A New Chapter in Dallas — With a Fellow Foodie in Tow
This offseason, Clark signed with the Dallas Wings, bringing 13 seasons of WNBA experience to a franchise hungry for veteran leadership. Wings EVP and General Manager Curt Miller called her "a respected veteran" who brings "versatility" and the "intangibles" the organization was seeking. But Clark arrived in Dallas and discovered something that had nothing to do with basketball: Wings first overall pick Azzi Fudd is a fellow foodie.

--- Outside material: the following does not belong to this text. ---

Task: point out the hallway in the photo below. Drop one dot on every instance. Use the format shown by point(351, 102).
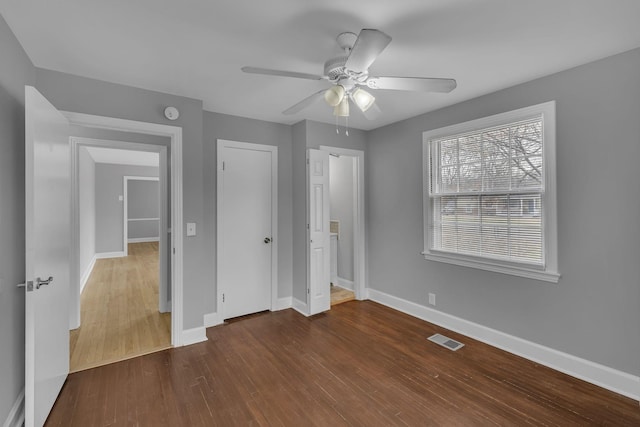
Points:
point(119, 309)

"Off the court, learning that she's a foodie, you know. So, we have already started making plans like, 'Okay, when you're doing this, I want to come. Let's go find these types of restaurants.' And I told her when we travel on the road, I have a list of restaurants in every city that I like to go to. And she was like, 'Okay, bring me along.' So having a fellow foodie on the team is definitely exciting." — Alysha ClarkIt's the kind of connection that extends well beyond the court — and for Alysha Clark, that has always been the point. Food, she'll tell you, is about more than flavor. It's about people.
"I would love to be a professional chef. It's something I might consider doing one day. Food brings family and friends together for joyous times. So, I'd love to share that joy and flavor with other people. Also, I just really like good food." — Alysha ClarkThree championship rings. Thirteen seasons. More than 400 games. And when it's all said and done, Alysha Clark may well be remembered as much for what she created in the kitchen as what she accomplished on the court. The waitlist, as Jewell Loyd will tell you, is already long.